The Competition Authority of Kenya (CAK) has given the go ahead for the merger of Airtel Kenya and Telkom after months of roadblocks.
Plans for the merger include naming the merged entity Airtel-Telkom, as well as numerous conditions the company is required to fulfill on behalf of its employees and existing government contracts, amongst others.
The real estate portfolio of mostly government-owned Telkom Kenya does not form part of the merger agreement.
“The merged entity shall ensure that at least three hundred and forty nine (349) of the six hundred and seventy four (674) employees of the target are retained as follows:
(a) 120 employees by the merged entity for a period of two years from the date of the implementation of the merger;
(b) 114 employees by Telkom Kenya Limited for a period of two (2) years from the date of the implementation of the merger; and
(c) 115 employees to be absorbed by the network partners of the merged entity,” CAK boss Wang’ombe Kariuki said.
In the recent past, the Kenyan government investigated alleged misappropriation of public funds at Telkom during the course of negotiations for the merger to occur.

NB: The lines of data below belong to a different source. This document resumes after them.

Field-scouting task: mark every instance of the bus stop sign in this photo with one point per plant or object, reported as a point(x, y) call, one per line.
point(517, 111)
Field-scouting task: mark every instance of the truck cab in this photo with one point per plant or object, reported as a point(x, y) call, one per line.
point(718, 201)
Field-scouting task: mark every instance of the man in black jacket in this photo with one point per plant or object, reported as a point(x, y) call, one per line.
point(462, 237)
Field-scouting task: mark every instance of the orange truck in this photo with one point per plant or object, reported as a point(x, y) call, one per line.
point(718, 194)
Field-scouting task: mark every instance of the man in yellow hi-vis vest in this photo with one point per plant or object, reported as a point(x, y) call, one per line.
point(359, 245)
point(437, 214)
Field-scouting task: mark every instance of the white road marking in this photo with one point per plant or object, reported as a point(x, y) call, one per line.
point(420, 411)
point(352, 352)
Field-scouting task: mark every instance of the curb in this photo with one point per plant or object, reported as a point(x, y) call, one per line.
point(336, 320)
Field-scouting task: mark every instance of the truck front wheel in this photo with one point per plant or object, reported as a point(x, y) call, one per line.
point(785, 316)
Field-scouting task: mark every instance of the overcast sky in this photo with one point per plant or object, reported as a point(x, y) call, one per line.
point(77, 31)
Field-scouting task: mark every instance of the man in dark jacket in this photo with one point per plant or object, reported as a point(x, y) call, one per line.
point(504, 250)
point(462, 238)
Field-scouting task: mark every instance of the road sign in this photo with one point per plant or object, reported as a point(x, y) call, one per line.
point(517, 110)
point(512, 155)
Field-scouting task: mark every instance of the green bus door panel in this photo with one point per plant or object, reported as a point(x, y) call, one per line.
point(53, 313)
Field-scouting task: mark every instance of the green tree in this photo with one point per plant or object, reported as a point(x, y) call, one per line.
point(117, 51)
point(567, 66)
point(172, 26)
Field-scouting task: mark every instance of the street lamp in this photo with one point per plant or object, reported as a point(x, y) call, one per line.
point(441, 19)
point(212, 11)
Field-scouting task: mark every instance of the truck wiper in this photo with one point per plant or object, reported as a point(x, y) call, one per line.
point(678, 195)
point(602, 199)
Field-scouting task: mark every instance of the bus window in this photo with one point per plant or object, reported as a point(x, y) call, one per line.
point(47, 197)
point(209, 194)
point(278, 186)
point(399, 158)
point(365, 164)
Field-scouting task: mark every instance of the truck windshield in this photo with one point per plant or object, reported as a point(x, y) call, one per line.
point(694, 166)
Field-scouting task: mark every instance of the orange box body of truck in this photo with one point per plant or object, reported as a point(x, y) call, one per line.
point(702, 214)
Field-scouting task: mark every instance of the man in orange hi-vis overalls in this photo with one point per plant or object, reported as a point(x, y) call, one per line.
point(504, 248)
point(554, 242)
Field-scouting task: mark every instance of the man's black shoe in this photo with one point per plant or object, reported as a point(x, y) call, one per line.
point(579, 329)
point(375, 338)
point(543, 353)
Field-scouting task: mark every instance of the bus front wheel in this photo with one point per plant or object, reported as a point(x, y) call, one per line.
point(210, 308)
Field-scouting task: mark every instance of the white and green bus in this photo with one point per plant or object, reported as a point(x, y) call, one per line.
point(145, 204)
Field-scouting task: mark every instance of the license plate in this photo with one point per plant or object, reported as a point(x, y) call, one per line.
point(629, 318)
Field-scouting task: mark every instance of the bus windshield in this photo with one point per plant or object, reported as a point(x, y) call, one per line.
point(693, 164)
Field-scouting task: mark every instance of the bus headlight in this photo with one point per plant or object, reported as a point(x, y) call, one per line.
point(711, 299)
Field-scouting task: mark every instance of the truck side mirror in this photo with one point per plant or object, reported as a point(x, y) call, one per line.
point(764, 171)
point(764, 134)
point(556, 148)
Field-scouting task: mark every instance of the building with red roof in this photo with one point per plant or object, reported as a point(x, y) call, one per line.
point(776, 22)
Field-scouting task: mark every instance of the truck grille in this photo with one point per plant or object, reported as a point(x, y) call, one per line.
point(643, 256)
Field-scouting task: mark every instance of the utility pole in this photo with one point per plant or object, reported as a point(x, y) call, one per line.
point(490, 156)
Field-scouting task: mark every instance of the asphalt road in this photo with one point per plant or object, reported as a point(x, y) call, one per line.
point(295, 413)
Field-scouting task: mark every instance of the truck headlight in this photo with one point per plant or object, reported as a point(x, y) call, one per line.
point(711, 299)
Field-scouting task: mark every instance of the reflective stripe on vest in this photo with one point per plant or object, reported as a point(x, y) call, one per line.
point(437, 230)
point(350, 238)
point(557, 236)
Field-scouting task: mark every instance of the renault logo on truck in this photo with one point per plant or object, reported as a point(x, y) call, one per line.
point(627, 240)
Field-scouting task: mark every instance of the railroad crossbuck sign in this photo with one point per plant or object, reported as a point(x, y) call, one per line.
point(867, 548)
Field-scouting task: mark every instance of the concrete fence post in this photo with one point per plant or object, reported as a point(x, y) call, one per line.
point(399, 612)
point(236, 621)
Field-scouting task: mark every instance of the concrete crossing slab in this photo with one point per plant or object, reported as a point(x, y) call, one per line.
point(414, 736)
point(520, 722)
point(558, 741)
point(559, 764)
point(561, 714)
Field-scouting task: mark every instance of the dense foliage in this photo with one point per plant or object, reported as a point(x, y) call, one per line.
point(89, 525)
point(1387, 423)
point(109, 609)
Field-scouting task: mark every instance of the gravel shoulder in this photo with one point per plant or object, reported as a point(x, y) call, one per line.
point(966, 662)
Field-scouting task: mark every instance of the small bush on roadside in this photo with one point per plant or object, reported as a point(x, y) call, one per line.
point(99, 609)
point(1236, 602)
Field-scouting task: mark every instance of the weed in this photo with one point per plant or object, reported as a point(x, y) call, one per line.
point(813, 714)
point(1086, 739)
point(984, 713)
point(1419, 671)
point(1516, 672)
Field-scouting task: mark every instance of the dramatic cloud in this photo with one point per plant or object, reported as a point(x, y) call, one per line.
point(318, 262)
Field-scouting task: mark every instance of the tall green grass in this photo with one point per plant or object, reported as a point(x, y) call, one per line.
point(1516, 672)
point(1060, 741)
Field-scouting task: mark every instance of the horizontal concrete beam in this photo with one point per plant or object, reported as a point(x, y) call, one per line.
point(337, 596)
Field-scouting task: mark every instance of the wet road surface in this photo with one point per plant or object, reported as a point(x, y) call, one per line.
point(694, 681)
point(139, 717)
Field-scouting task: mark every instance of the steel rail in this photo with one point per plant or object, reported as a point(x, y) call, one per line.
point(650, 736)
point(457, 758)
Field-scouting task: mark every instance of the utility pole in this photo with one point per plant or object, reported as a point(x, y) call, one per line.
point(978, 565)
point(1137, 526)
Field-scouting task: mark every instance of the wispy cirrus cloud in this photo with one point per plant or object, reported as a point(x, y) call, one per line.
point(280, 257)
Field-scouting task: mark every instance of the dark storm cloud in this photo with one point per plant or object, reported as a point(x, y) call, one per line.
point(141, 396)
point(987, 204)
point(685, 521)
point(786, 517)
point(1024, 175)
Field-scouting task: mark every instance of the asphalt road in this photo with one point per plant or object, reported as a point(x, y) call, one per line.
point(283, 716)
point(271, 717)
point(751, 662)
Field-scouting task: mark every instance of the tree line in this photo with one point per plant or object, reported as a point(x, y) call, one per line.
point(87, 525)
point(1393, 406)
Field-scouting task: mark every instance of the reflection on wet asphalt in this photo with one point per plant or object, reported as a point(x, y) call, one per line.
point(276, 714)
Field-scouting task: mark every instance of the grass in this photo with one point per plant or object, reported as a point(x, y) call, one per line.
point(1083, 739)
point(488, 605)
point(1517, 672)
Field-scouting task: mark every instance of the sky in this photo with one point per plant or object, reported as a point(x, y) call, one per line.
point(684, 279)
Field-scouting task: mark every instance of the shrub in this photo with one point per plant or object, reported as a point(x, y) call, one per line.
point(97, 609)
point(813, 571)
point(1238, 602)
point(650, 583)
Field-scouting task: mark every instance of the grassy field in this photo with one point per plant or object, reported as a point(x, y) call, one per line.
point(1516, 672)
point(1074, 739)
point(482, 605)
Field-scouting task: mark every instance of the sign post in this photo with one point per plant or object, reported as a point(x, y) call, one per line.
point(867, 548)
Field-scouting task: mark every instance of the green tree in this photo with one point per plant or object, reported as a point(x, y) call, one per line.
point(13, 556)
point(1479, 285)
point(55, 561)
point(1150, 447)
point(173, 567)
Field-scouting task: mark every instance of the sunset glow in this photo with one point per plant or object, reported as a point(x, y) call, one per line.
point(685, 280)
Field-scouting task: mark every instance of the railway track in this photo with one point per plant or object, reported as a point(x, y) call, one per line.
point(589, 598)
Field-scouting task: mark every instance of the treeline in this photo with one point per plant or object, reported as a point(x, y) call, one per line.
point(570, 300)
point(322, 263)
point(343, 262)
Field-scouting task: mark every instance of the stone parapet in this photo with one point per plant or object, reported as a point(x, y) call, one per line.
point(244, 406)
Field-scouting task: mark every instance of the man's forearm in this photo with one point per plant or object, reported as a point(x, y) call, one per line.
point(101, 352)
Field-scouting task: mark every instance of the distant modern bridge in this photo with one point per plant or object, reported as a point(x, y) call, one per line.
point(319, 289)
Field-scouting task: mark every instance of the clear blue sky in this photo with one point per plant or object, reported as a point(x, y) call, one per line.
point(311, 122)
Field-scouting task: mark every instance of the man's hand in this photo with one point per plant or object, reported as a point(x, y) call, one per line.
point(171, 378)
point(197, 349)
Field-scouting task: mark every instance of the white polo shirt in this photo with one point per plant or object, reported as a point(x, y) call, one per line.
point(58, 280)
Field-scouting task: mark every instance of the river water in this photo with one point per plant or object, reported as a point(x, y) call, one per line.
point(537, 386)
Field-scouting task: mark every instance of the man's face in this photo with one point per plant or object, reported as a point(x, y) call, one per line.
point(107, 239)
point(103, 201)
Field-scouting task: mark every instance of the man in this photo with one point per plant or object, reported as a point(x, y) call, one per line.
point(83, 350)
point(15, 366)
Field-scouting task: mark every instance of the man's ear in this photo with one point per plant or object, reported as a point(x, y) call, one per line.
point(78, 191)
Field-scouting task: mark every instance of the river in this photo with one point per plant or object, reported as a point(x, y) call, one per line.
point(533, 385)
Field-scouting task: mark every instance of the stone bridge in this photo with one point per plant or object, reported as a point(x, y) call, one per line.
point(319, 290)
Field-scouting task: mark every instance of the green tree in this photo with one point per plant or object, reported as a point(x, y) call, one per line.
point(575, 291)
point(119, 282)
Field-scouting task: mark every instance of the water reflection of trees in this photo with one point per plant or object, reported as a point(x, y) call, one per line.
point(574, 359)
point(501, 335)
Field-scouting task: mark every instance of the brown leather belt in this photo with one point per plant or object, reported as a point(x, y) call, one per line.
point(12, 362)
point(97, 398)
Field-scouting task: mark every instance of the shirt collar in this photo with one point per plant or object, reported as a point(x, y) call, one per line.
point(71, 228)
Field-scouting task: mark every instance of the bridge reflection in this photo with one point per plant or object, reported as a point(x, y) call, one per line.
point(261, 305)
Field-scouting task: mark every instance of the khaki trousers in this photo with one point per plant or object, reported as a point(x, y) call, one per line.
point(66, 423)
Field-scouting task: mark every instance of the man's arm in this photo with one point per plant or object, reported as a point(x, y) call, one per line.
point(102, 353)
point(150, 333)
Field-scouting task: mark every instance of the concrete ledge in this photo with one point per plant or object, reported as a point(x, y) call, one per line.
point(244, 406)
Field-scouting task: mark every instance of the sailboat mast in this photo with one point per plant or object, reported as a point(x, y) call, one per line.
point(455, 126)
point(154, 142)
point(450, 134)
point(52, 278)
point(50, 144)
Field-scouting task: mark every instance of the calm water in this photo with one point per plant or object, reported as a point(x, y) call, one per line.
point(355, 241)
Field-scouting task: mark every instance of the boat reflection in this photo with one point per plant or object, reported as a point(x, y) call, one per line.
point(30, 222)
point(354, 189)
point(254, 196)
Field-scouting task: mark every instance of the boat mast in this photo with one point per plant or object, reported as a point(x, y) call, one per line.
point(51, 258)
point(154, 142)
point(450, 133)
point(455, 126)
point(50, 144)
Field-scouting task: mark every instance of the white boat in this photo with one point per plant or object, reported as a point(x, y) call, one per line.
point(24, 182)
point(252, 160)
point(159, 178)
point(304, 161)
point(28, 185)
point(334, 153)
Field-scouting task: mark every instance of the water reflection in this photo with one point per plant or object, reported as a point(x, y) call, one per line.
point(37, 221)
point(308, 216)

In addition to the above requirements, Airtel-Telkom is not permitted to transfer, in any way, parts of its operating and frequency spectrum licences until said licences expire. The frequency spectrum previously acquired by Telkom “shall revert back to the Government of Kenya (GoK).”
The GoK does intend to keep its eye on the merged entity for the next five years. This condition also includes a forensic audit where the government sees any indication of the entity failing as part of the merger deal.